そして、これまたいつものように、寝起きに煙草を一服したら、おもむろに珈琲を淹れて、それを飲みながら新聞を読んだのだろう。
わたしはといえば、普段は遅くとも6時には起きるのだが、昨夜は編み物につい夢中になって遅くまで起きていたので、8時をまわってからようやく目が覚めた。
わたしが寝室から出る気配を感じると、あなたは「あっ、やっと起きた〜?」と笑顔で居間から出て来た。
そして、わたしが洗面所にいる間に、わたしのために珈琲を淹れてくれた。
いつもながらあなたは本当に優しい。
わたしが珈琲を飲んでいると、その横であなたは、今日は食材の買い出しのついでに、二人のお気に入りのカフェにも寄ろうとか、楽しそうに今日の予定をたてる。

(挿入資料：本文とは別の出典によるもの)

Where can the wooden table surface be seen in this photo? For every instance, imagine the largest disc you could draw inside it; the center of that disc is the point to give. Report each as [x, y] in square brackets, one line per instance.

代わり映えのない、いつもの休日が始まろうとしていた。
お天気がいいので洗濯をしてから出掛けようと、洗濯機を回そうとしていた時、わたしを呼ぶあなたの声が聞こえた。
なんだかただならぬ様子に急いで居間に戻ると、ソファーに座ったあなたが「脚に力が入らなくなってきた。」と言う。
「暑く感じたのでエアコンの温度を下げたから冷えたのかな?」とあなたは言ったが、わたしにはそれ程室内が冷えているようには感じなかった。
取り敢えずブランケットを掛けてあなたの脚をさすった。
が、間髪を入れず、あなたが「やっぱり救急車を呼んで!」と言い出した。
我慢強いあなたが叫ぶように言ったことで、ただ事ではない何かが起こっているのだと思った。
119番通報をしようと立ち上がって家電に向かって歩き出したわたしの背中に向かって、あなたは「行かないで!ここに居て!」と言う。
こんなあなたを初めて見た。
わたしは激しく動揺しながら、手元のスマホから救急要請をした。